Debriefing Checklist?

I had the great experience of being technical lead on a multiyear user interface modernization project for an in-house enterprise system. My involvement was as a contractor, so when the project was done, it was time for me move on and leave the system in the capable hands of the permanent team. The project included just a few developers, a business analyst, and an IT manager. Even with such a tight little team, at the end of the project a review was in order. This was especially true since the client had recently hired a new developer.

I don’t know if there is such thing as a project debriefing checklist. If not, there ought to be one. I won’t attempt to build a checklist here, but I will describe some of the pieces that we found were useful to review and document.

It took some effort to document all the important bits of the project. It turned out to be a lot! Once I had a first draft written, we arranged for meetings to review it. We worked from an outline, and spent a couple of hours each morning in front of a whiteboard until we got through it all.

Audience

Obviously for our project we wanted summary reference material for the new hire and for anybody else who might end up working on these systems. Perhaps less obvious is that documents like this are for “future me”. I don’t know if I will ever work on this system again, but I do know that future me will appreciate any documentation that present me provides. I know this because present me appreciates it when past me did.

There’s another potential audience. Management at any level, from management in the trenches through the board of directors, could easily find the project summary useful or enlightening. I don’t think anybody has bothered yet to scrutinize our work, but there’s always hope. We’re proud of what we accomplished.

Project goals and constraints

The goal of our project was straightforward. We had to replace a very old character user interface with a modern Windows user interface.

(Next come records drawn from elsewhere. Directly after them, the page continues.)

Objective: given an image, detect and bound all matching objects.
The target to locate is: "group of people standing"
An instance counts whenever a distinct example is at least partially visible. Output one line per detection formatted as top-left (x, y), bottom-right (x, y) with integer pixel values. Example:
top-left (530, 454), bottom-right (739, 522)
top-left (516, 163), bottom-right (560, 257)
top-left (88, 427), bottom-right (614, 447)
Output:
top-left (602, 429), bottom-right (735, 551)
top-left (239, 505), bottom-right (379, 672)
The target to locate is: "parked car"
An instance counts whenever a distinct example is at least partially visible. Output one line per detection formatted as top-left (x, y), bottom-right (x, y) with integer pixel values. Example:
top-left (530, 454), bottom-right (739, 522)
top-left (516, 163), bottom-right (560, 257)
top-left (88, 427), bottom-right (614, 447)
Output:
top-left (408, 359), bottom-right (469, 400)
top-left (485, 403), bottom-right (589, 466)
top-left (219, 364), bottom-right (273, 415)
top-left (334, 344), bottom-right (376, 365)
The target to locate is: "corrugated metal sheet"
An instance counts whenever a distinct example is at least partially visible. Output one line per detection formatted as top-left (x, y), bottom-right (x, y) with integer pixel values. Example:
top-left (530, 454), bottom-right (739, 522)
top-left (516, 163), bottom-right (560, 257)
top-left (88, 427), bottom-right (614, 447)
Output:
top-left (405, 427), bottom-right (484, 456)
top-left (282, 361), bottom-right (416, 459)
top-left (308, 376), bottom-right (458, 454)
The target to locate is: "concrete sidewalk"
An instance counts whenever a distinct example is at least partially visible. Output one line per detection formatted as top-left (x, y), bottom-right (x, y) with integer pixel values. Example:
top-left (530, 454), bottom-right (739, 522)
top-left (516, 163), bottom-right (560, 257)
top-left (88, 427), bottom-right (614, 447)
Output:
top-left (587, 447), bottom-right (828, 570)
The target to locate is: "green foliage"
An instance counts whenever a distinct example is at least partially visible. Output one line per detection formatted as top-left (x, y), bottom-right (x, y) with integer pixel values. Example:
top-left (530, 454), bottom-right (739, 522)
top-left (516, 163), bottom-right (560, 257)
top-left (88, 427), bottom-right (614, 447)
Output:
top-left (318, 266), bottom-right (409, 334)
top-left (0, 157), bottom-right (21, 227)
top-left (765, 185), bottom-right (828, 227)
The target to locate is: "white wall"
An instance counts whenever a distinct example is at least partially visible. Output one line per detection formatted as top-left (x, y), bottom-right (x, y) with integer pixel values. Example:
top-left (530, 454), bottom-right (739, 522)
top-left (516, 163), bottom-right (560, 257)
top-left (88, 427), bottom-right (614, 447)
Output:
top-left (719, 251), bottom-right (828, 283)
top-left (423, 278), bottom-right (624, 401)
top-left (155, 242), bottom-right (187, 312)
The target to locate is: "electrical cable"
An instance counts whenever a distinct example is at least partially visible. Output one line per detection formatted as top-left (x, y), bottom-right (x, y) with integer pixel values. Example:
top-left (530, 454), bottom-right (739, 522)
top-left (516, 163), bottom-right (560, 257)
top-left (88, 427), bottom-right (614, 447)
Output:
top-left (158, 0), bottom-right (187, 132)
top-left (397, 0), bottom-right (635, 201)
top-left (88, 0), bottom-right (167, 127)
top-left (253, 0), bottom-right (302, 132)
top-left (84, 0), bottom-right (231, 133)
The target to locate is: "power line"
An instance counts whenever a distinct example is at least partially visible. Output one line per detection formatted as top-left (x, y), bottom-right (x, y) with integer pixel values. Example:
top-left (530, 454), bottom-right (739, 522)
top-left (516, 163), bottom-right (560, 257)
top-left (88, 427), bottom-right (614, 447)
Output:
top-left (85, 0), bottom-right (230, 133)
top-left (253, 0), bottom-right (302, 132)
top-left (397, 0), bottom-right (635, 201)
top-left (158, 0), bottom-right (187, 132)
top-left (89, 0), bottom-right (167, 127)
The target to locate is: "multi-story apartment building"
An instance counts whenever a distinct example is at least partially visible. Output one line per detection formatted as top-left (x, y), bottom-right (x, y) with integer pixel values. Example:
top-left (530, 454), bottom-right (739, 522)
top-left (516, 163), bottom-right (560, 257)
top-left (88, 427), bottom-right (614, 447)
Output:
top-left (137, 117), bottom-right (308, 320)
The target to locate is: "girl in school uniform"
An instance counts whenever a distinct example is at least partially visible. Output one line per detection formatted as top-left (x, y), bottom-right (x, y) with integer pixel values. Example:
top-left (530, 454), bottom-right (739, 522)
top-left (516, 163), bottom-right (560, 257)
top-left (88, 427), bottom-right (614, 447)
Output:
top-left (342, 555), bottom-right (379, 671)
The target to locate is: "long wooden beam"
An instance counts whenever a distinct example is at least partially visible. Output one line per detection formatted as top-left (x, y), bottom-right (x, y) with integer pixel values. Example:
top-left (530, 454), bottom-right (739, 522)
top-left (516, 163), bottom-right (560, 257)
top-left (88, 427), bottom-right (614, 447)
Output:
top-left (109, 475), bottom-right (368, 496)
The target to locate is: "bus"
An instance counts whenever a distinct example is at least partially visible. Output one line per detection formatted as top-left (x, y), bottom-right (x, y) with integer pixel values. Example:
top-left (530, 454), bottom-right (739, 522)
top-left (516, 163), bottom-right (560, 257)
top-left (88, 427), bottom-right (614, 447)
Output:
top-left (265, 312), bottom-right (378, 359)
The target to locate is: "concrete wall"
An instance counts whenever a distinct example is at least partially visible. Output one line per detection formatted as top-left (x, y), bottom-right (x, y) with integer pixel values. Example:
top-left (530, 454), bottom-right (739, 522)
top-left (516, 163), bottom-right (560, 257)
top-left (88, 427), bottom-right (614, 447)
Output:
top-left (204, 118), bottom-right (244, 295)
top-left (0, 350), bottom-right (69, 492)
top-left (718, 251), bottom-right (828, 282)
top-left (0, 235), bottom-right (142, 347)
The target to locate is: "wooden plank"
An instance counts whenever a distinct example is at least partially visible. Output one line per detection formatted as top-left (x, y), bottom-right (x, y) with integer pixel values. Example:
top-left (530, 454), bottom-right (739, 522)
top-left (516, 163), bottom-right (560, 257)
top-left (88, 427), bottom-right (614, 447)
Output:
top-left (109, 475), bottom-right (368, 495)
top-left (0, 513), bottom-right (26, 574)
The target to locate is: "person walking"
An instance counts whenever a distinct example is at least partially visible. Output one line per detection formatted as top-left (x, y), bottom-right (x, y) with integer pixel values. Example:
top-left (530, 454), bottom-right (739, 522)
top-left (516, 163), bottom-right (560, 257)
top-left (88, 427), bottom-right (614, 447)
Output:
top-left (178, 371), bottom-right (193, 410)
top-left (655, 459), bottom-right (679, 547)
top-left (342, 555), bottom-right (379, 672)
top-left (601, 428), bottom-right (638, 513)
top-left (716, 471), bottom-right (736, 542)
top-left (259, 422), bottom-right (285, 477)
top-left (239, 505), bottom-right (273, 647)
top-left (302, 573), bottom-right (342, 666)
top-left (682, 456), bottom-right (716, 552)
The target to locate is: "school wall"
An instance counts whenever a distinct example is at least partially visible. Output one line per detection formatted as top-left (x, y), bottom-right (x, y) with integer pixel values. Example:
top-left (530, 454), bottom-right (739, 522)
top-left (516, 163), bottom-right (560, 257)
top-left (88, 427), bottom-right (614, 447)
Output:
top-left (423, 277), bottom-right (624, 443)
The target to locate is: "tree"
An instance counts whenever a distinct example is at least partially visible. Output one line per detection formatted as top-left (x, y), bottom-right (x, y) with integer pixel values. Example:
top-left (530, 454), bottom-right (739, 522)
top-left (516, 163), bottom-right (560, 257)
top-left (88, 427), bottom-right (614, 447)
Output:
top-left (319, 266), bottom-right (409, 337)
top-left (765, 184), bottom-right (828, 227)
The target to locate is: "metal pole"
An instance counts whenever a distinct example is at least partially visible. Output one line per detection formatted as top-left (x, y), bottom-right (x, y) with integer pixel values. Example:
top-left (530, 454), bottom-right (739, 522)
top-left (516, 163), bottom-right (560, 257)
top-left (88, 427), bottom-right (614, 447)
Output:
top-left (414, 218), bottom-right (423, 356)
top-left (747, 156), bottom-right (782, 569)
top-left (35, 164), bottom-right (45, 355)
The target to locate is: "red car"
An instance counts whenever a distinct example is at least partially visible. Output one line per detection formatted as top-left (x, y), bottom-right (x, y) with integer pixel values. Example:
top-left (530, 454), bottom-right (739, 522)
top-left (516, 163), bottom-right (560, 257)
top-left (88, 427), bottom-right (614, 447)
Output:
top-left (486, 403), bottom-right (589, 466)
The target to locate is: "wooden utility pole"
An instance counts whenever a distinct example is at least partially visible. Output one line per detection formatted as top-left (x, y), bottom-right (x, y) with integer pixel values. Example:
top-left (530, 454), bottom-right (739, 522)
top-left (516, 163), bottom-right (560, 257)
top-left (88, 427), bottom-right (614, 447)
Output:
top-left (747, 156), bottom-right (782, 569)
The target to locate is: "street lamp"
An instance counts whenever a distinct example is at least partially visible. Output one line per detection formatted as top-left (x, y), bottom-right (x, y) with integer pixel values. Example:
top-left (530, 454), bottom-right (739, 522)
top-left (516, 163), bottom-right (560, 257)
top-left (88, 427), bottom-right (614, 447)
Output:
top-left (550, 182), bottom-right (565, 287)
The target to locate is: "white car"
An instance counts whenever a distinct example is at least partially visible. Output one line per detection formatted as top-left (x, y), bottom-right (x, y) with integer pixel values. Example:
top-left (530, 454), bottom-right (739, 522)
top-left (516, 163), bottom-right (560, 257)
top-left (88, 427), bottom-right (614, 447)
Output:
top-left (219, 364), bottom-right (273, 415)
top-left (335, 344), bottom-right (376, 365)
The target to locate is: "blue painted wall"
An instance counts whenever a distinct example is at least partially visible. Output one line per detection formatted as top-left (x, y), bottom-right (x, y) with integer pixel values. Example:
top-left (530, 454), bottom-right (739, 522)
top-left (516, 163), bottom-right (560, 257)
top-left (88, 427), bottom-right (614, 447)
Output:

The constraints were more interesting though. Documenting the constraints is not about making excuses. An extremely common question in software maintenance is: Why did the original programmers do it this way? Digging through the code is often a slow and unproductive way to answer this kind of question. Understanding the system’s history makes it much easier to move the system forward.

Choice of platform, frameworks, and libraries

What alternatives were considered, and why did the chosen technologies win out? Again, understanding the constraints can be a huge benefit to those maintaining the system in the future.

In our case, we had a very specific technical constraint which prevented us from using any of the Object Relational Mapping libraries that were available at the time. We effectively had to roll our own. However, that constraint was only specific to interoperating with the legacy user interface, which was to run in parallel while we gradually migrated one business module at a time from the old to the new user interface. Now that the legacy user interface has been retired, the constraint no longer exists at all! There is no reason why any new tasks (new business modules) being added to the system could not use an off-the-shelf ORM library.

Our case might be a bit of an extreme example of why it’s useful to understand the project constraints. Keep in mind that knowing the historic constraints may help future maintainers in ways you don’t anticipate.

There’s another question to address here. Of the technologies selected for use in the project, were there any which didn’t work out as expected? One of the frameworks we selected for our project became less used and less important over time. As a result, there are two slightly different techniques used in the code, depending on how early in the project the code was written. The maintenance programmers deserve to know why.

Databases and application servers

New developers need to know where everything is. More importantly, they need to know *how much* there is, to help them with task estimates and impact analysis. In other words, they need an asset inventory. By the end of our project, the asset inventory looked very different than it did at the start of the project, so this certainly deserved a section in our document. How many databases are there? What are they used for? What servers are they running on? Where are the maintenance scripts? Who in the organization is responsible for the various development, test, training, and production databases? We addressed all the same questions with regard to the application servers as well.

Peripheral build systems

Our environment required an integrated library which had to be updated and compiled using tools outside our regular development environment. This was seldom changed and didn’t get a lot of attention, so it was an important bit for us to document. The know-how for changing and re-compiling that little library could easily have been lost over time.

Deployment system

We went over a few discussion points regarding the deployment system we used and tailored for this project. We already had a simple deployment checklist, so this was not a “how to”, but instead an overview of the tools we chose and a few of the quirks and subtleties.

Version control

Our document discussed which code control tools we chose and why, as well as whether those would still be our first choice today. We provided an overview of the code repositories in use, and the general work flow we had settled into.

The code

Our document provided an overview of the source code, both in terms of physical arrangement as well as logical. There were sections discussing how we made use of different architectural design patterns, how we were able to build on top of the existing legacy back-end systems, and the cases where we had to create our own libraries when no existing library would work in our environment. We had sections with summary descriptions of:

  • Error handling
  • Logging
  • Validation system
  • Help system
  • View types (grids, document details, record lookups, etc.)
  • Reporting
  • User preferences
  • User access control
  • Integration to third party applications
  • Wrap up

At the end of the review, everybody got a copy of the document after I updated it to reflect our discussions in the meetings.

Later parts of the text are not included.